London: United Kingdom’s Office for Standards in Education (Ofsted) has started consultations with Muslim campaigners following outrage over its decision to question Muslim school girls about their reasons to wear hijabs.
In a statement, a spokesperson for Ofsted has confirmed that Amanda Spielman, the chief inspector, met a group of Muslim women last week to discuss the rising number of primary schools introducing hijab as part of their uniform dress code for girls.
“This was a matter of concern to the group given that, traditionally, the hijab is not worn until girls reach puberty, as a mark of modesty as they become young women,” the spokesperson has said.
Further explaining the decision to engage Muslim campaigners, the Ofsted spokesman has said, “we intend to hold further discussions with our inspector workforce and with groups such as the Association of Muslim Schools, school leaders and individual MPs as we develop our guidance for inspectors on this sensitive matter in a considered way.”

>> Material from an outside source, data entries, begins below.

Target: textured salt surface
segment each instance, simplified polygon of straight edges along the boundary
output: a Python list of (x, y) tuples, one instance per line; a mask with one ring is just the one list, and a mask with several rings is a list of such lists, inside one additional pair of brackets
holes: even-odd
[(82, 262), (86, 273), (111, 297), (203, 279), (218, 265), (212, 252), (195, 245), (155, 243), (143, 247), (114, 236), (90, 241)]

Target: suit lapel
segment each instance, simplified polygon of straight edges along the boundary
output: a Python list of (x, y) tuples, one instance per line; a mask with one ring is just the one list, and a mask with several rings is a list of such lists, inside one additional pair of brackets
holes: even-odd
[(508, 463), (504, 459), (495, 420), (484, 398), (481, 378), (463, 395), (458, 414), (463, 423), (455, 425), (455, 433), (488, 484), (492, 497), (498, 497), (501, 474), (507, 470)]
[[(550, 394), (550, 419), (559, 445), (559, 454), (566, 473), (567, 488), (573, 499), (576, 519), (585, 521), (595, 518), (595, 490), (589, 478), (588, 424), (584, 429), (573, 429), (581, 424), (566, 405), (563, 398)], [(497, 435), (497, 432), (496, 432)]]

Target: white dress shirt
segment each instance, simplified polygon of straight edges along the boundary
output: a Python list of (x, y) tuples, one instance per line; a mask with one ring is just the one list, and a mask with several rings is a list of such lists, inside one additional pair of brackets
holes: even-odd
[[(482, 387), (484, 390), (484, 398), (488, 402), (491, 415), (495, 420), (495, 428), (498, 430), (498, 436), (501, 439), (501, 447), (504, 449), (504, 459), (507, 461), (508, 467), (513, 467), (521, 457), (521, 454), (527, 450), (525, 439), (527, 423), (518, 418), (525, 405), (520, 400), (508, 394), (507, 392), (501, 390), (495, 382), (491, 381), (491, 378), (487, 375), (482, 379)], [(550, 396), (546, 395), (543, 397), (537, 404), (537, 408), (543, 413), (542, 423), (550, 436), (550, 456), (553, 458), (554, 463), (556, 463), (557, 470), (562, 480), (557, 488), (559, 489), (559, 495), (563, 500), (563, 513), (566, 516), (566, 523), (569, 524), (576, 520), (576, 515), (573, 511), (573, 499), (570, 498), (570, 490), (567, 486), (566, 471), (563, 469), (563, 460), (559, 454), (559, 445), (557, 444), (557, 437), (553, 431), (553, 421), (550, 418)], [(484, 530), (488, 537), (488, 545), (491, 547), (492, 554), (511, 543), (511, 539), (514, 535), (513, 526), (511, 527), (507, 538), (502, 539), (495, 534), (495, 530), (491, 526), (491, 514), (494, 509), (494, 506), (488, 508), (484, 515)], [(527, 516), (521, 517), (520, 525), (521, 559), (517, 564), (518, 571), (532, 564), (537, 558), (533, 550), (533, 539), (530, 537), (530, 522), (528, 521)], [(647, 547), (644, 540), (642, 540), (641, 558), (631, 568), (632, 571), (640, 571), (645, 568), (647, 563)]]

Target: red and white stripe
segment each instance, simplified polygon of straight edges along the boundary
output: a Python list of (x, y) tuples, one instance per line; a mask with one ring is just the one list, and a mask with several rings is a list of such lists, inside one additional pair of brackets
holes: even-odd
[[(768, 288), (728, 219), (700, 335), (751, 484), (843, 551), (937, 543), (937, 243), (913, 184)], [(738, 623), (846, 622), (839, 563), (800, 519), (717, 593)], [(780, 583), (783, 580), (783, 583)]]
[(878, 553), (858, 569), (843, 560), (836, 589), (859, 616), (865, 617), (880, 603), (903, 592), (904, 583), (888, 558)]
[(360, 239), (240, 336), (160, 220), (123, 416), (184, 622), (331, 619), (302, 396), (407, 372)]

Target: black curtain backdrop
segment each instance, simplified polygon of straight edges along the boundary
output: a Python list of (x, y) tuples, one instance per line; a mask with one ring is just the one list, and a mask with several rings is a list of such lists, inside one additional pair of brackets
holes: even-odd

The meeting between Ofsted and the Muslim women campaigners came in the aftermath of Spielman’s announcement in November that U.K school inspectors had been instructed to investigate Muslim primary school girls – some as young as four-years-old – about their decision to wear the hijab. She explained that she had made the decision to prevent ‘an environment where primary school children are expected to wear the hijab. This could be interpreted as sexualisation of young girls’.
The decision had sparked condemnation from faith leaders, academics and over a thousand school teachers who termed it ‘a kneejerk, discriminatory and institutionally racist response’.
An open letter signed by 1,136 faith leaders, teachers and academics in response to Ofsted’s decision had warned that the decision will ‘violate civil liberties and create a climate of fear and mistrust in schools, and must be retracted immediately’.
The letter called on Ofsted to provide evidence of research to substantiate its claims. “Ofsted has provided no evidence that some children wearing the hijab creates an environment where ‘school children are expected to wear the hijab’, or that this ‘could be interpreted as the sexualisation of young girls,” it said.
Further, the Ofsted decision heightened concerns in the Muslim community that the U.K schools watchdog was discriminating on the basis of race, religion, and gender. “While a wider conversation about the sexualisation of girls in Britain’s culture and economy is welcome, the singling out of Muslim children for investigation is unacceptable.”
Spellman’s, surprise announcement in November had been preceded by a meeting with campaigners against the hijab. In September, these campaigners sent an open letter to The Sunday Times, a U.K newspaper, seeking protection of Britain’s ‘hard-won freedoms’. The campaigners labelled the rise of the hijab among the children as an ‘affront’ to the historical fight for gender equality and called for its ban.
Following the 2014 ‘Trojan Horse’ incident in Birmingham, the Ofsted’s decision on hijab – the recommendation to inspectors, rather than an update to the inspectorate’s official handbook – has been seen by many in the British Muslim community as just the latest in a series of discriminatory restrictions towards Muslim schools by the watchdog. The Trojan Horse incident had stoked fears amongst the British public about Islamist influence in state schools. Although the claims were later debunked, the damage remained.
Meanwhile, Muslim parents of children at Clifton school in Birmingham where girls as young as four- or five-years-old wear the hijab had mixed reactions to the Ofsted’s recommendations.
Elham Kassim, mother of a six-year-old, welcomed the decision. “Our daughter is too young to wear the hijab, but she wants to wear it because her friends do,” she said. She expressed her dismay with parents who encourage young girls to wear the hijab. “It makes young girls aware of their sexuality, robs their innocence, makes them aware of adult issues,” she said. However, Mr Hussain whose five-year-old daughter wears a hijab said, “the hijab is part of our Muslim identity and this decision shows again how they [Ofsted] discriminate against Muslims.”
His views were also echoed by the Muslim Council of Britain secretary-general Harun Khan in his public response to Ofsted’s move. “It is deeply worrying that Ofsted has announced it will be specifically targeting and quizzing young Muslim girls who choose to wear the headscarf.
“It sends a clear message to all British women who adopt this that they are second-class citizens, that while they are free to wear the headscarf, the establishment would prefer that they do not,” he said.
“Many British Muslims who choose to wear the headscarf have done extremely well in education and are breaking glass ceilings.”
Published in Daily Times, December 13th 2017.